Verbindung von Wirtschaft und Kultur ideale Voraussetzung
In den letzten 48 Stunden, seit sein Engagement bereits durchgesickert war, habe er viele Fragen bekommen, die schlagendste sei die nach dem Warum gewesen: "Und ich habe immer geantwortet: Aus Liebe zur Musik und aus Liebe zu diesem Haus", so der designierte Generalsekretär des Konzerthauses. Seit seiner Kindheit sei er mit dem Haus verbunden, hier habe er "viele schöne Stunden" verbracht. Seine Paralleltätigkeit zwischen Wirtschaft und Kultur sei für Kerres die ideale Voraussetzung für diesen Job. Schließlich sei er als Mitglied des Direktoriums auch im Finanzausschuss tätig gewesen: "Ich kenne mich aus. Es war nicht notwendig, einen Wirtschaftsfachmann zu holen", so Kerres auf die Frage, ob man ihn hauptsächlich wegen seiner Wirtschaftskompetenz engagiert habe.

Arbeit mit Headhunter
Im September habe sich das Direktorium entschlossen, so Theresa Jordis, Präsidentin des Hauses, bei der Suche nach einem Nachfolger professionell mit einem Headhunter zusammenzuarbeiten. Hierfür wurde die Firma Spencer Stewart ausgewählt. Zusätzlich gab es eine Findungskommission innerhalb des Direktoriums, der auch ein ausländisches Mitglied, Martijn Sanders, Direktor des Amsterdamer Het Concertgebouw, angehörte. Aber auch Kerres selbst saß in dieser Kommission, "bis mir klar wurde, dass ich im Gespräch bin, da habe ich mich zurückgezogen".

Harte Assessments
Zuerst sei eine Longlist von 160 Bewerbern ausgearbeitet worden, so Jordis. Die Anfragen seien "aus unterschiedlichsten Berufsgruppen" gekommen, darunter Rechtsanwälte, hochkarätige Wirtschaftstreibende ebenso wie Persönlichkeiten aus Kulturmanagement oder aktive Künstler. Die Verringerung dieser Liste auf einen engen Kandidatenkreis sei eine "ziemliche Aufgabe" gewesen. Die Kandidaten hätten zusätzlich harte Assessments bestritten, mit zehn Personen wurden intensive Gespräche geführt.
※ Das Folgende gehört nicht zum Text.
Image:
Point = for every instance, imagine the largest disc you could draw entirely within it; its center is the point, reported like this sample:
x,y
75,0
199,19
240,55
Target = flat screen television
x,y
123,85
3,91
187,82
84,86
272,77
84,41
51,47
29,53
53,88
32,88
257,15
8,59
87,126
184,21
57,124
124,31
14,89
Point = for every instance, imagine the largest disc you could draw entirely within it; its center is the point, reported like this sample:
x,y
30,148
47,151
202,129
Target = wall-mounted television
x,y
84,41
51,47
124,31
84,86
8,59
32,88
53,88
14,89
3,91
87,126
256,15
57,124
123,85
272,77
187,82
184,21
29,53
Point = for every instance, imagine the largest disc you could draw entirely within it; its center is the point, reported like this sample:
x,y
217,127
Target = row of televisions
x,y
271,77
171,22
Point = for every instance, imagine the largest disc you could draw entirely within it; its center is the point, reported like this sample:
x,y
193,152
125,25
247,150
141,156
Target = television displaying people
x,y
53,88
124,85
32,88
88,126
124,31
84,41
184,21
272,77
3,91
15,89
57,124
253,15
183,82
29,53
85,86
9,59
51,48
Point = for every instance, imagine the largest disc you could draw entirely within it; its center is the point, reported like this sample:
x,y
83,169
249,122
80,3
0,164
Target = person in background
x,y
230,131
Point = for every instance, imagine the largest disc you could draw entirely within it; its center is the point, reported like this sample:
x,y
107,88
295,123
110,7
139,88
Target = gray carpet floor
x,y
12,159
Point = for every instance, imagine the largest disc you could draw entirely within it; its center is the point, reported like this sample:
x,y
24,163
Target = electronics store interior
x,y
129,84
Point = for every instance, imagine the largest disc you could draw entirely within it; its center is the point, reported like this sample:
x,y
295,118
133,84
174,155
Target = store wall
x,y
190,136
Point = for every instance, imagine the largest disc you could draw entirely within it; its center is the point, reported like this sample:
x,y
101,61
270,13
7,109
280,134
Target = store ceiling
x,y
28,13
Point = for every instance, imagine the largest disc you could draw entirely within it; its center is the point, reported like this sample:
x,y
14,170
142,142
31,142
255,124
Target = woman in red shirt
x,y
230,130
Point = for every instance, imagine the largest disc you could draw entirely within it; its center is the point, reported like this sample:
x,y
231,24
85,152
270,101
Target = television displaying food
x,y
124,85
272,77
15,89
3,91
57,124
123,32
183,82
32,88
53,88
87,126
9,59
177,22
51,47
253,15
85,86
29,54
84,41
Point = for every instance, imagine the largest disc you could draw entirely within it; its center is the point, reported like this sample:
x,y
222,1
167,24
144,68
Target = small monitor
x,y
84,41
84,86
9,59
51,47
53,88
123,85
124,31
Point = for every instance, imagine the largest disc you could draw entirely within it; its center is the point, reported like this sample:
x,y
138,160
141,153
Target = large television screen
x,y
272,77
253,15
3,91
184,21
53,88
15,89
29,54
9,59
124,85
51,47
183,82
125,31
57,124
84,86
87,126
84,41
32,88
"Kontinuität" wichtig für Kerres
Für eine möglicherweise stärkere Einbindung der Zeitgenössischen Musik habe Kerres "heute kein Konzept, aber das ist Demut vor der Aufgabe. Für mich wird in den nächsten Monaten eine intensive Diskussion - auch über zeitgenössische Musik - stattfinden." Kerres' Konzept besteht aus drei Säulen: "Kontinuität, denn in den letzten Jahren wurde das Haus hervorragend geführt, das will ich weitertragen." Er werde das "Haus nicht abreißen, höchstens ein paar neue Bilder aufhängen".
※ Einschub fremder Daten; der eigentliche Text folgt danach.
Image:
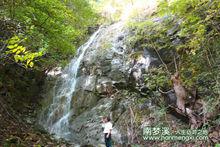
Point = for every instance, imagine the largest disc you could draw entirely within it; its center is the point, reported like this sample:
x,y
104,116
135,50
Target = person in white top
x,y
107,128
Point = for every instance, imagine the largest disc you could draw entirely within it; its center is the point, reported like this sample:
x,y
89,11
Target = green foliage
x,y
195,24
20,53
57,26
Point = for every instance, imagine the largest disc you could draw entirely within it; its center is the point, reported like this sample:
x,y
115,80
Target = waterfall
x,y
57,116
Arbeit mit und für Jugendliche
Ein weiterer Schwerpunkt soll die Arbeit mit und für Jugendliche sein: "Ich will meine Leidenschaft weitergeben an jüngere Menschen, Kinder und Jugendliche. Ich will ihnen auch einen emotionalen Zugang ermöglichen in einer sehr 'coolen' Welt der Jugend. Er werde hierfür neue Kommunikationswege suchen und mit Formaten experimentieren. "Weil schließlich wollen Jugendliche nicht mit Anzug und Krawatte ins Konzert gehen." Drittens wolle er das Haus öffnen, ein breites Spektrum anbieten. "Ich sehe das Konzerthaus als Heimstätte der Musik in diesem Land und auch ein bisschen in Europa." Das wolle er auch "hinausbringen zu denjenigen Leuten, die sonst nicht ins Konzerthaus kommen, ich will ihre Hemmschwelle reduzieren.
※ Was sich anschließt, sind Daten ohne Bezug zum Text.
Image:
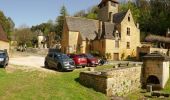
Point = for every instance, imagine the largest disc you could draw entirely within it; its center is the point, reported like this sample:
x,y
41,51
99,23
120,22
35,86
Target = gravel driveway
x,y
31,61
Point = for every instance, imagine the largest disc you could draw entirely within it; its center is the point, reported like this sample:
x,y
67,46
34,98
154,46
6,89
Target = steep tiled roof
x,y
104,1
156,38
156,55
87,27
118,17
108,30
3,36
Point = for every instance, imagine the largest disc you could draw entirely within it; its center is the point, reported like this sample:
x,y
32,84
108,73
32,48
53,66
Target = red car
x,y
91,60
79,60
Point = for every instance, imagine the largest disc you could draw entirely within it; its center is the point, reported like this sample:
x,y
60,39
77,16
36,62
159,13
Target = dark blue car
x,y
59,61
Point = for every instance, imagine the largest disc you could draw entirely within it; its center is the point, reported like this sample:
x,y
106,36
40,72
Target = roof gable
x,y
118,17
87,27
3,36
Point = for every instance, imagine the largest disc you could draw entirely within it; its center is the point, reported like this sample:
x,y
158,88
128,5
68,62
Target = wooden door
x,y
116,56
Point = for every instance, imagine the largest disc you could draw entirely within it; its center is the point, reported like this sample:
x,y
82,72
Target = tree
x,y
6,23
134,9
24,36
60,21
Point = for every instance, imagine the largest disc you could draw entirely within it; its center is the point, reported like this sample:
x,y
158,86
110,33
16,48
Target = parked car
x,y
4,59
59,61
79,60
91,60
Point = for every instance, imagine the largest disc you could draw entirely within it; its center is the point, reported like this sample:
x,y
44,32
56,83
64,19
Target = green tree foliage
x,y
133,7
152,15
60,21
44,27
7,24
24,35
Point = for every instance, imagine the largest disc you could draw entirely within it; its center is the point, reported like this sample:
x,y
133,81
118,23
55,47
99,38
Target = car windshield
x,y
89,56
2,54
62,56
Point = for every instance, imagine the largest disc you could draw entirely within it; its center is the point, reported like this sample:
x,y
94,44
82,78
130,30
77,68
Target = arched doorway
x,y
153,80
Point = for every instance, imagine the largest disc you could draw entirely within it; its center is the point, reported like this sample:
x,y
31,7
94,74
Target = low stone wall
x,y
117,81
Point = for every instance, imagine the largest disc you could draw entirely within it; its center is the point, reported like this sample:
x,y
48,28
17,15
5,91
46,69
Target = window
x,y
116,44
102,44
129,18
50,55
110,16
128,45
128,31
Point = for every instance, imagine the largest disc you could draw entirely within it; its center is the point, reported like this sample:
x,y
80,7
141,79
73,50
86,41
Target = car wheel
x,y
59,67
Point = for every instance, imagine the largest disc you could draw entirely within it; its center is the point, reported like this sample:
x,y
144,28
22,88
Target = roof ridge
x,y
81,18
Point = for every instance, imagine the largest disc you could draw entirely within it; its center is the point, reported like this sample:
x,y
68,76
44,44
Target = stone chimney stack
x,y
100,28
111,17
168,32
137,25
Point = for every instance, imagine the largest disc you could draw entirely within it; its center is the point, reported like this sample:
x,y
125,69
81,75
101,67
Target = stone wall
x,y
117,81
4,45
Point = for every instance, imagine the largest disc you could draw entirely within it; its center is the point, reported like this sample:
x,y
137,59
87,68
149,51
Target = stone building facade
x,y
118,81
4,43
156,70
115,33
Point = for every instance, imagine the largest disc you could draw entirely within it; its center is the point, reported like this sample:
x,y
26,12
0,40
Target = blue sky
x,y
33,12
Lieben-Seutter freut sich über Auwahl
Christoph Lieben-Seutter meinte zu Abschluss: "Die Wahl von Bernhard Kerres ist ein Bekenntnis zum Haus und zum Team des Hauses, ich freue mich sehr. Es ist weltweit bekannt, dass man nirgendwo so gut aufgehoben ist wie im Konzerthaus, das Team wird ihm den Job beibringen."